December 6, 2019
Reducing risk in AI and machine learning-based medical technology
Artificial intelligence and machine learning (AI/ML) are increasingly transforming the healthcare sector. From spotting malignant tumours to reading CT scans and mammograms, AI/ML-based technology is faster and more accurate than traditional devices—or even the best doctors. But along with the benefits come new risks and regulatory challenges.
In their latest article, "Algorithms on regulatory lockdown in medicine" recently published in Science, Boris Babic, INSEAD Assistant Professor of Decision Sciences; Theodoros Evgeniou, INSEAD Professor of Decision Sciences and Technology Management; Sara Gerke, Research Fellow at Harvard Law School's Petrie-Flom Center for Health Law Policy, Biotechnology, and Bioethics; and I. Glenn Cohen, Professor at Harvard Law School and Faculty Director at the Petrie-Flom Center, look at the new challenges facing regulators as they navigate the unfamiliar pathways of AI/ML.
They consider the questions: What new risks do we face as AI/ML devices are developed and implemented? How should they be managed? What factors do regulators need to focus on to ensure maximum value at minimal risk?

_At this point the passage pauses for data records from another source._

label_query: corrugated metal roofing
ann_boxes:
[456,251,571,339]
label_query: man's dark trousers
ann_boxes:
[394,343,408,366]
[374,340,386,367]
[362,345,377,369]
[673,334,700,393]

Until now regulatory bodies like the U.S. Food and Drug Administration (FDA) have approved medical AI/ML-based software with "locked algorithms," that is, algorithms that provide the same result each time and do not change with use. However, a key strength and potential benefit from most AI/ML technology is derived from its ability to evolve as the model learns in response to new data. These "adaptive algorithms," made possible because of AI/ML, create what is in essence a learning healthcare system, in which the boundaries between research and practice are porous.
Given the significant value of this adaptive system, a fundamental question for regulators today is whether authorisation should be limited to the version of technology that was submitted and evaluated as being safe and effective, or whether they permit the marketing of an algorithm where greater value is to be found in the technology's ability to learn and adapt to new conditions.
The authors take an in-depth look at the risks associated with this update problem, considering the specific areas which require focus and ways in which the challenges could be addressed.
The key to strong regulation, they say, is to prioritise continuous risk monitoring.
"To manage the risks, regulators should focus particularly on continuous monitoring and risk assessment, and less on planning for future algorithm changes," say the authors.
As regulators move forward, the authors recommend they develop new processes to continuously monitor, identify, and manage associated risks. They suggest key elements that could help with this, and which may in the future themselves be automated using AI/ML—possibly having AI/ML systems monitoring each other.
While the paper draws largely from the FDA's experience in regulating biomedical technology, the lessons and examples have broad relevance as other countries consider how they shape their associated regulatory architecture. They are also important and relevant for any business that develops AI/ML embedded products and services, from automotive, to insurance, financials, energy, and increasingly many others. Executives in all organisations have a lot to learn about managing new AI/ML risks from how regulators think about them today.
"Our goal is to emphasise the risks that can arise from unanticipated changes in how medical AI/ML systems react or adapt to their environments," say the authors, warning that, "Subtle, often unrecognised parametric updates or new types of data can cause large and costly mistakes."